How does tetralogy of Fallot affect babies?

Infants with tetralogy of Fallot can have a bluish-looking skin color―called cyanosis―because their blood doesn’t carry enough oxygen. At birth, infants might not have blue-looking skin, but later might develop sudden episodes of bluish skin during crying or feeding. These episodes are called tet spells.

Can babies with tetralogy of Fallot breastfeed?

Feeding and Nutrition Babies who have tetralogy of Fallot can tire while nursing or feeding. Small, frequent meals may be easier for your baby to handle. Your child also may need extra nutrition. A supplement or an extra feeding can give the baby more calories, vitamins, or iron.

What is tetralogy of Fallot and how is it repaired?

Tetralogy of Fallot is treated with two kinds of surgery. One provides temporary improvement by a shunt to give more blood flow to the lungs. The other is a complete repair of the two most important abnormalities that make up tetralogy of Fallot. Patients might have one or both surgeries in their lifetime.

When your child has tetralogy of Fallot (TOF)?

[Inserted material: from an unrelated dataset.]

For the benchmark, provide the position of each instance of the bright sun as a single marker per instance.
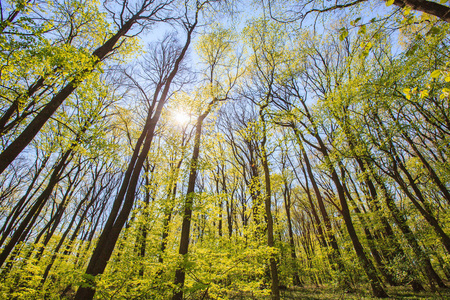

Tetralogy of Fallot (TOF) is a congenital (present at birth) heart defect that occurs when children are born with a group of four (tetralogy) related heart defects. These defects keep oxygen-poor blood from reaching the lungs where it would normally become oxygen-rich.

What is the survival rate of tetralogy of Fallot (TOF)?

The 25-year survival rate for patients undergoing surgical repair for Tetralogy of Fallot (TOF), a form of cyanotic congenital heart disease, is 94.5%, with staged repairs and non-valve-sparing operations showing increased risk of early mortality, and genetic abnormalities increasing risk at ≥6 years post-surgery, according to a study published in JAMA Cardiology.

Which features are seen with the tetrology of Fallot?

Tetralogy of Fallot is made up of the following four defects of the heart and its blood vessels: A hole in the wall between the two lower chambers-or ventricles-of the heart. A narrowing of the pulmonary valve and main pulmonary artery. The aortic valve, which opens to the aorta, is enlarged and seems to open from both ventricles, rather than from the left ventricle only, as in a normal heart.